The White House has presented a budget plan for the 2022 fiscal year (starting in October).
- They provide for expenses in the amount of $ 6 trillion with a revenues of $ 4.17 trillion.
- The budget deficit will amount to $ 1.84 trillion, which is significantly less than this year ($ 3.67 trillion with spending of $ 7.25 trillion).
- In relation to US GDP, the deficit is set to decline from a record 16.7% to 7.3% (and to 4.7% in 2023).
Recall that in March, the second major package of assistance to the American economy in the amount of $ 1.9 trillion was approved in March, this allowed maintaining anti-crisis payments, but sharply increased the level of the deficit.
The new budget includes two key initiatives to stimulate economic growth – a job creation plan (aimed at upgrading infrastructure) and a family support plan (increasing social spending). The first was originally announced at $ 2.3 trillion over eight years, but the White House has already cut it to $ 1.7 trillion.
Republican senators last week presented their own $ 928 billion infrastructure improvement plan and said they would not support a corporate tax hike from 21% to 28%, which the administration planned to finance the measures.
The parties also differ in determining what can be attributed to infrastructure: Republicans insist that these are only bridges, roads, telecommunication networks, while the Democrats included in their plan, among other things, improving conditions in nursing homes and creating infrastructure for electric vehicles.
The volume of the submitted plan to increase social spending is $ 1.8 trillion for ten years, $ 1 trillion of this amount is an increase in social benefits (for preschool education, support for children in low-income families, free two-year education in colleges, for the paid parental leave program for a child), and $ 800 million – tax breaks (mainly they consolidate subsidies for the health care system introduced during the pandemic). It is proposed to compensate for the increase in expenses with an additional increase in taxes, in particular, the income tax rate is expected to be raised from 37% to 39.6% for families with incomes over $ 400 thousand and sharply – from 20% to 39.6% – to increase the rate on capital gains for those , whose income exceeds $ 1 million. In relation to this plan, Republicans also said that it could lead to “disastrous economic consequences” and is “unimaginably expensive.”

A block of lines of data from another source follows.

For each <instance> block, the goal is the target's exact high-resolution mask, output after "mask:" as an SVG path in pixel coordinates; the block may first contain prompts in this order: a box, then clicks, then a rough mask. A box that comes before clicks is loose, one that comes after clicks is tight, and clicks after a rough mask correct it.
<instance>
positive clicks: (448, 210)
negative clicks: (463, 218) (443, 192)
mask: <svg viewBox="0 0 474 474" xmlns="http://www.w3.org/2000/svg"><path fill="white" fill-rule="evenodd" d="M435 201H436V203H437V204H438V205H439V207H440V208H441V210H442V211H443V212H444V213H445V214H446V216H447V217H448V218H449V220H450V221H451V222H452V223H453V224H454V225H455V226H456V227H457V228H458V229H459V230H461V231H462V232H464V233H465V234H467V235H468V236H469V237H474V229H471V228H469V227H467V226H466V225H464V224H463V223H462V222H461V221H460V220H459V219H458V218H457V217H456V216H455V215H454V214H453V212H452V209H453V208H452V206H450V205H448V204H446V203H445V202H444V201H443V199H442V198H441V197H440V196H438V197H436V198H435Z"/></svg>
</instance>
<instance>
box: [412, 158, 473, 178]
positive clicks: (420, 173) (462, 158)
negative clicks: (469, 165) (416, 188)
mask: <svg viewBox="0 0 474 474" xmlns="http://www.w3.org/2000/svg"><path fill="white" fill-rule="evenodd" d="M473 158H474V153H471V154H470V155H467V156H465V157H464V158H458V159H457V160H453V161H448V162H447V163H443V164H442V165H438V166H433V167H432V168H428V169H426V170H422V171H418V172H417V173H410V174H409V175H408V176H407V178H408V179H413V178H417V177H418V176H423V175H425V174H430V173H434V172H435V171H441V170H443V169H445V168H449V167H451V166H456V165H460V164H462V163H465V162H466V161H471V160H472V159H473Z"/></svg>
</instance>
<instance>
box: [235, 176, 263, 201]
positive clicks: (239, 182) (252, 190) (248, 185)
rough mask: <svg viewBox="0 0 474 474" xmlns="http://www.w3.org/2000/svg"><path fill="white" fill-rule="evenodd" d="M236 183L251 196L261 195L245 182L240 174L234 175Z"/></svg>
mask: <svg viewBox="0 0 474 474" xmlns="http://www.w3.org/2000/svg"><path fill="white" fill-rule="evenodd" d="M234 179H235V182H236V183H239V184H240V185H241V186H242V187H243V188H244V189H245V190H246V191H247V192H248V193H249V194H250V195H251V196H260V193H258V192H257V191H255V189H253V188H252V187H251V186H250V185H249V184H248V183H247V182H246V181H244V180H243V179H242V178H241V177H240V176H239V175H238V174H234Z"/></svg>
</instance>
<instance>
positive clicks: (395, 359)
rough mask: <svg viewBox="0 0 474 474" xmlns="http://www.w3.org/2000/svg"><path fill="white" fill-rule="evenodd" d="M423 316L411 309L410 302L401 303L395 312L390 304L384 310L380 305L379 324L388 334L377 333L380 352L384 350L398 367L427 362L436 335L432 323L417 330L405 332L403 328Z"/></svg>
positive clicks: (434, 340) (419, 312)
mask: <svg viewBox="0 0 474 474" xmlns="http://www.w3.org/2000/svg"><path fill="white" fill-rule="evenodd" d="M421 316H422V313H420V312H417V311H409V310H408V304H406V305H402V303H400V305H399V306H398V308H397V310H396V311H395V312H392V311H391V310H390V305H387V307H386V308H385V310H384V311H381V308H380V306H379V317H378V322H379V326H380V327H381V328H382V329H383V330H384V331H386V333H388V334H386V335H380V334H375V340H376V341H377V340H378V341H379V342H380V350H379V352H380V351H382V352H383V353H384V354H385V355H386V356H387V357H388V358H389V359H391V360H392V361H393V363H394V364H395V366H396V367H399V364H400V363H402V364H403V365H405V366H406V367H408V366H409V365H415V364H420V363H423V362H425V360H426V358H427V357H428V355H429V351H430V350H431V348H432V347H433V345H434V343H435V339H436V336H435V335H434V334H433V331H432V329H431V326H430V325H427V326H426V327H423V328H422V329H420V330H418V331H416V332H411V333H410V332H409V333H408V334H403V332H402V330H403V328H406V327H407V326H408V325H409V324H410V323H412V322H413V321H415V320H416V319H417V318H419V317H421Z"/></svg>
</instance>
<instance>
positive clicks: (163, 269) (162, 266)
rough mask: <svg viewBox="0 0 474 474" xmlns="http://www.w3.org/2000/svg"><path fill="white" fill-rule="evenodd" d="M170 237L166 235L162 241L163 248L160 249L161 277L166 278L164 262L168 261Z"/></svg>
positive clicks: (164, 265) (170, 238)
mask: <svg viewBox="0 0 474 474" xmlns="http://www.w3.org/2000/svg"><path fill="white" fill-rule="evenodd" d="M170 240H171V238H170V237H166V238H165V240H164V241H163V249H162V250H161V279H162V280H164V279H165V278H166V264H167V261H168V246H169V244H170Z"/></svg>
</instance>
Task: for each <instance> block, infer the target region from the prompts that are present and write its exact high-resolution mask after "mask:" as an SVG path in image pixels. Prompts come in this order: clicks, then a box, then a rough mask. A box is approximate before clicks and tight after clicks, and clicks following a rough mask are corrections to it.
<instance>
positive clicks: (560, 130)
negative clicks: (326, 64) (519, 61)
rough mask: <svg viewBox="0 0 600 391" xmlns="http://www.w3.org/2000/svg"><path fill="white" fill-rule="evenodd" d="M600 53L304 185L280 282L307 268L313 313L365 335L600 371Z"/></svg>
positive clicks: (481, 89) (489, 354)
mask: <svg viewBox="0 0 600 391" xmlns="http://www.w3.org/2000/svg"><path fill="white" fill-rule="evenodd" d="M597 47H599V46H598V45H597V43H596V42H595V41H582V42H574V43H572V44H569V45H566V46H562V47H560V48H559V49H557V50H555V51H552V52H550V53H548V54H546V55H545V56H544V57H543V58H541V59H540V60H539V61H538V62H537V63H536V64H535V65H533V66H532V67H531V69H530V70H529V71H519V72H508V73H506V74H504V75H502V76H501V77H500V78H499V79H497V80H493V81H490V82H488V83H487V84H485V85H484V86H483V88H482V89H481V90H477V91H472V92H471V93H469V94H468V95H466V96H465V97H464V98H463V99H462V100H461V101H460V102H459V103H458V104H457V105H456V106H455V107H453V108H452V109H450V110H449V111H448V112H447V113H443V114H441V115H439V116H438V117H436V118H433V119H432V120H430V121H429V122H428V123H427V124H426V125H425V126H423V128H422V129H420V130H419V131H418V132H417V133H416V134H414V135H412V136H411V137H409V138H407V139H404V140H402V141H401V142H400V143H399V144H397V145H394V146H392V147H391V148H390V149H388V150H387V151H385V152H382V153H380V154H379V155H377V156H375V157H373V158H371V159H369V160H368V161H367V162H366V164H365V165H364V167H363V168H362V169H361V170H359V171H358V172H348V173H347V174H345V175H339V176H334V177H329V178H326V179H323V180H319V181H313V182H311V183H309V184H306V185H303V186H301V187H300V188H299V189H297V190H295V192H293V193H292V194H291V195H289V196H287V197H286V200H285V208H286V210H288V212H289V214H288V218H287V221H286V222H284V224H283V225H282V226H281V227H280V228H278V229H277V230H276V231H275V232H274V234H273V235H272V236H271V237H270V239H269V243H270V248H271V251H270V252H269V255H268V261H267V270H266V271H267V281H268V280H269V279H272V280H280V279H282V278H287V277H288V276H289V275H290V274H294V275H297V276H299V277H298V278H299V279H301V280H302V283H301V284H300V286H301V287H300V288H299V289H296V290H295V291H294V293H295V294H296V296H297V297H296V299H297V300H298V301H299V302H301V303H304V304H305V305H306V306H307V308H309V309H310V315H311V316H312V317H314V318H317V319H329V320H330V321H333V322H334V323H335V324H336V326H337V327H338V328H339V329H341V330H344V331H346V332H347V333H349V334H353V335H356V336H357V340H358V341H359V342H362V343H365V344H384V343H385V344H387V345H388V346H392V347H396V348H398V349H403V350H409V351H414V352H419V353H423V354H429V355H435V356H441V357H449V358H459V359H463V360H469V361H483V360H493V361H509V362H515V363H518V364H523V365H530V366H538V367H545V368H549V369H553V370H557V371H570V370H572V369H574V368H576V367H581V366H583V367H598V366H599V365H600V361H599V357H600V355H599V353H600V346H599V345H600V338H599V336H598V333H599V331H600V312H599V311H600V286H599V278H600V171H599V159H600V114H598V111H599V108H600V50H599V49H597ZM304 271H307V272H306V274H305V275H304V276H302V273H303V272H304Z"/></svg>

The discrepancies also concern the coverage of US military spending, which already amount to about $ 740 billion – some Democrats insist on the need to reduce them, while Republicans expressed dissatisfaction with the reduction in spending on certain items. Another controversial budget item is the increase in spending on combating climate warming. In particular, it provides for the allocation of $ 265 billion in tax breaks for companies in the field of renewable energy.